Urgent Travel Warning : Vegans Visiting France, Beware !
A young Belgian woman (29), Séverine Gérard, came to France, a few months ago, it would seem, and with her 2-year-old son, Elie. She says she has been staying with friends here. The Nice Matin, the local newspaper, reports the authorities' contention, that Séverine is an SDF (a 'sans domicile fixe', or a homeless person). More recently, this accusation has been amended to one of Séverine being an 'itinerant', which technically all foreign visiters are. They accuse her of sleeping on the beach, although she denies it and, personally, I find this difficult to believe as Nice has had an extremely cold and wet winter and spring, so even street-hardened SDFs have not been sleeping on the beach.
Whatever the truth to this allegation, the fact is that sometime around March 23, Elie was taken away from Séverine by force by the police, apparently at one of the city's soup kitchens, Séverine being accused of parental neglect, because she is vegan and because she does not feed Elie animal products of any kind.
In her own defense, Séverine is reported, by the Nice Matin, as saying that she had gone to the soup kitchen to meet people, since in Belgium these are places where intellectuals congregate. She is also reported to have said that she still breastfeeds Elie (hence he still has his mother's milk... although, let us remember that some industrial lobbies have made fortunes contending that their powdered milk formulas are healthier than what Nature intended for small children). Nevertheless, the authorities here, including a judge, have alleged that Séverine is an unfit mother and they seized Elie, placed him in a foster home, and refuse to return him to Séverine.
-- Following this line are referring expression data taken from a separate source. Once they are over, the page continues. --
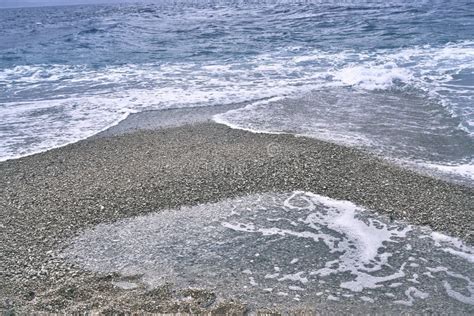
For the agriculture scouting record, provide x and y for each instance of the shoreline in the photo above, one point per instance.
(50, 197)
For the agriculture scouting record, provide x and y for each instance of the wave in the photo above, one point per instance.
(46, 106)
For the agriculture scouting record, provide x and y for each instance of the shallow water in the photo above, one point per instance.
(67, 73)
(286, 250)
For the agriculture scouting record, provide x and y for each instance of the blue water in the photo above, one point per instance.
(396, 78)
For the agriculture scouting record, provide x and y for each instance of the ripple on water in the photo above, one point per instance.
(284, 249)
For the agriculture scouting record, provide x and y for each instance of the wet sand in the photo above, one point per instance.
(50, 197)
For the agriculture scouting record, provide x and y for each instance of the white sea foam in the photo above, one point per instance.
(83, 100)
(344, 252)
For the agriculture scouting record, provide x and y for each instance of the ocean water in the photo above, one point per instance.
(396, 77)
(286, 249)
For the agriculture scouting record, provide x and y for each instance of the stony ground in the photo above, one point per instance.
(47, 198)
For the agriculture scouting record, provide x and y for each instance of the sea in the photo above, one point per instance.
(395, 78)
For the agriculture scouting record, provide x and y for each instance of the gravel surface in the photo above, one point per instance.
(47, 198)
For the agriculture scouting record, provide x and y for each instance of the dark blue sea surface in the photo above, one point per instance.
(393, 77)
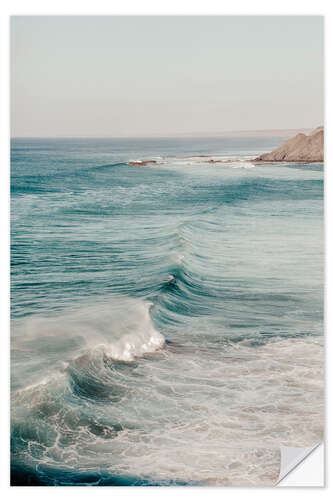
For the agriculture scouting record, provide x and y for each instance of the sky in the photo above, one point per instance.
(157, 75)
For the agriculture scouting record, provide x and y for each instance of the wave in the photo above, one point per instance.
(120, 329)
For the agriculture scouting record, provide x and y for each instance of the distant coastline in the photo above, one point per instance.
(230, 133)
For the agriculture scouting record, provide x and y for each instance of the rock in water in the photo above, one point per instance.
(301, 148)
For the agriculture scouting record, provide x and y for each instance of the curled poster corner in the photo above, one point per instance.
(291, 457)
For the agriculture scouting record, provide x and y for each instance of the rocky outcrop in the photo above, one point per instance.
(301, 148)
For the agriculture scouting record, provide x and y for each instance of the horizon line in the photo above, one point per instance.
(170, 135)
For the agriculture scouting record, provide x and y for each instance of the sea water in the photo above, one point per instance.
(167, 318)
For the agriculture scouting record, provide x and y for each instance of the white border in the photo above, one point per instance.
(142, 7)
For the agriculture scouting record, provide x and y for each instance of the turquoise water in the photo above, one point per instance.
(167, 318)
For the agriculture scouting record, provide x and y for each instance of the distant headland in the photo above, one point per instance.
(300, 148)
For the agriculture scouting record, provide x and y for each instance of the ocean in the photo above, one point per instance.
(166, 318)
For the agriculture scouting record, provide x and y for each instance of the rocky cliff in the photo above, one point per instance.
(301, 148)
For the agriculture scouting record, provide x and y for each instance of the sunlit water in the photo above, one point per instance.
(166, 318)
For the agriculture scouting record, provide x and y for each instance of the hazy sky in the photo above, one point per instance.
(128, 76)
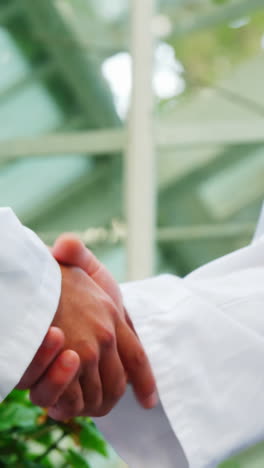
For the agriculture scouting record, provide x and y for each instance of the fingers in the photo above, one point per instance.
(51, 346)
(113, 379)
(69, 405)
(90, 379)
(138, 368)
(54, 382)
(68, 249)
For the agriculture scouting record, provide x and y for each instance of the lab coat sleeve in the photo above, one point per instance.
(30, 284)
(204, 335)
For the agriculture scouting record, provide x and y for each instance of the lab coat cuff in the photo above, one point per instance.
(150, 304)
(23, 344)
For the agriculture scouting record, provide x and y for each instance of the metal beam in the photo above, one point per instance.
(97, 142)
(140, 162)
(221, 15)
(102, 142)
(117, 233)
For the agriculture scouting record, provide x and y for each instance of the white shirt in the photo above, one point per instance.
(30, 284)
(204, 335)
The authorities, up to now, have not alleged that Elie is in poor health. The charge that Séverine is an unfit mother stems, apparently entirely, from the two facts mentioned: she is vegan and she has no fixed domicile in Nice (she is itinerant).
In response, Séverine began a hunger strike in front of the Nice courthouse. Her friends put together a petition asking for Elie to be returned to his mother. In fact, Séverine's right to visit her child was, in the meantime, denied to her, because (reports the Nice Matin) 'she refuses to facilitate the separation'.
The first Nice Matin report on Séverine's hunger strike and the actions of the French authorities came at the end of April, when she had already been fasting for something like five weeks. Local vegans, even militant vegans, have cited the allegation that Séverine is an SDF to minimize the authorities' attack on her refusal to eat animal products. In fact, they did not want to show solidarity with this young mother in distress. I can only explain this in the context of the deeply ingrained submissiveness of the non-elite in France's rigid class society... In a really explosive situation, when push comes to shove, the people are scared stiff of the repressive powers of the authorities (and rightly so, since it has been shown over and over again that the rules and the laws will be bent to suit official intentions), and this fear can all too easily be bought to bear on those who would show solidarity with the targets of the authorities' wrath...
On the first Sunday in May, in a state of distress that can easily be imagined (at least, by most mothers, vegan or not), Séverine found out where her son had been placed (in Antibes, about 30 kilometers west of Nice, along the coast). Somehow, she managed to procure an alarm gun (mostly used for noise, to scare off assailants), and went to take her son back by force. After 5 or 6 weeks of a hunger strike, one can imagine that she may not have been thinking too clearly, and that she was motivated primarily by emotion : her desire to put an end to the imposed separation from her son.
Unfortunately, Séverine fired her alarm gun.
Unfortunately, the foster father was slightly injured (a scratch on the arm, not requiring hospitalization).
Not only did Séverine not succeed in getting Elie back, but she is now interned in the Antibes hospital, in the psychiatric ward, and is denied all contact with the outside world, except for the police and her court-appointed lawyer.
Subsequent to this dramatic turn of events, local public officials have been reported in the Nice Matin (suddenly no longer sympathetic to Séverine) as congratulating the foster family on their 'courage'. Elie, it is suddenly reported, 'has begun gaining weight', as if he had been underweight before, a point strangely never previously contended... In other words, Séverine's entirely understandable (in my opinion) distress is now dismissed. The authorities point to her desperate act as proof that she is crazy, hence her son should not be returned to her. But do French authorities have the right to do this to two citizens of another country, just because they are in France?
Can a mother be treated more diabolically and cruelly?
The Belgian consulate in Nice, contacted by email from concerned Belgian citizens requesting an urgent intervention for both mother and child, has said to local vegan activists that he is negotiating the situation with the French authorities.
The solution, at this point, would appear to be to get both mother and child out of France and back to Belgium, undoubtedly more tolerant on lifestyle issues than France. But, do French authorities have the right to remove a Belgian child from his Belgian mother and detain him, just because they are on French soil and French authorities don't like the mother's lifestyle?
We will report again on this story, as events unfold.
In the meantime, vegan travellers to France, beware!